Health risks for your pet
The three declined-recall cases shared the pathogen-detection profile typical of raw pet food: Salmonella in all three; Listeria monocytogenes in Bravo Packing and Raaw Energy; multiple pathogens in Raaw Energy. No confirmed pet illnesses were reported at the time of the FDA advisories in any of the three cases; the detection mechanism was FDA inspection sampling rather than consumer illness reports. Salmonella infection in dogs presents as diarrhea (sometimes bloody), vomiting, fever, anorexia, and lethargy; severe cases produce septicemia, particularly in puppies and immunocompromised animals. Listeria monocytogenes in dogs can cause similar gastrointestinal symptoms plus, in rare cases, septicemia and CNS involvement. The human-handling zoonotic risk is particularly concerning for pregnant women, infants, the elderly, and immunocompromised adults: Listeria can cause miscarriage, neonatal infection, septicemia, and meningitis in vulnerable populations.
What to do if you bought affected product
When a manufacturer has declined voluntary recall, FDA advisory notices become the primary public communication channel.

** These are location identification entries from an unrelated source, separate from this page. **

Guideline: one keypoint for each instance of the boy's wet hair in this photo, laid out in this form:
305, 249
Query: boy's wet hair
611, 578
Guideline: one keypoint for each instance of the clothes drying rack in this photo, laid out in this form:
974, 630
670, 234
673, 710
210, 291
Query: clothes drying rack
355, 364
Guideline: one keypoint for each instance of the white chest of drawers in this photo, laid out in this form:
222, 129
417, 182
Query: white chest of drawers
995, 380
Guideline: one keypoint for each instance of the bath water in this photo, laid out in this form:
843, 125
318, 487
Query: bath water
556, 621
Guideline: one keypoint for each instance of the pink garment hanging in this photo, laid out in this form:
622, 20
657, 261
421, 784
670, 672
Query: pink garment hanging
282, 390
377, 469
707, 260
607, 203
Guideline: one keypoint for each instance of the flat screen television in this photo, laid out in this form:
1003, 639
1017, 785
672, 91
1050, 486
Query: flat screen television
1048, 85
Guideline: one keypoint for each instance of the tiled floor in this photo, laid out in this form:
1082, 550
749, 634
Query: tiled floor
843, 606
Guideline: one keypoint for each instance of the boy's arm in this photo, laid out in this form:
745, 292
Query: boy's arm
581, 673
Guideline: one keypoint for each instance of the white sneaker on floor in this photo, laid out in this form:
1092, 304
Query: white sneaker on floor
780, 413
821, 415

Check the FDA Outbreaks and Advisories archive for current advisories on any raw pet food brand you are considering. If you have product from any 2019-2026 advisory window in your freezer, dispose of the product securely. Wash food bowls, prep surfaces, and hands with hot soapy water; Salmonella and Listeria are inactivated by standard household disinfectants. Pet owners feeding raw pet food should follow strict handling-hygiene protocols: separate cutting boards and utensils for raw pet food, immediate handwashing after handling, no cross-contamination with human food prep surfaces, and avoid raw pet food handling by pregnant women, infants, and immunocompromised household members. If a manufacturer’s product line repeatedly appears in FDA advisories without voluntary recall response, the case-history pattern is a strong consumer-trust signal.
How this affects KibbleIQ’s grade
Bravo Packing, Darwin’s, and Raaw Energy are not in the KibbleIQ scored database; standalone raw frozen is a distinct format that our methodology v15 does not yet specifically score per our published methodology. The declined-recall pattern is a critical structural signal for recall-history scoring under our planned methodology v2: a manufacturer’s response posture after pathogen detection (voluntary recall vs. advisory-tolerance) is a quality-systems-attitude signal distinct from the underlying contamination event itself. Manufacturers that decline voluntary recall after multi-sample pathogen detection demonstrate a quality-systems-attitude that warrants substantially heavier scoring penalty than manufacturers that promptly issue voluntary recall after single-sample detection. The pattern reinforces the importance of FDA enforcement-action tracking (Warning Letters, advisories, recall orders) in any forward-looking quality assessment, not just point-in-time disease-toll tallying.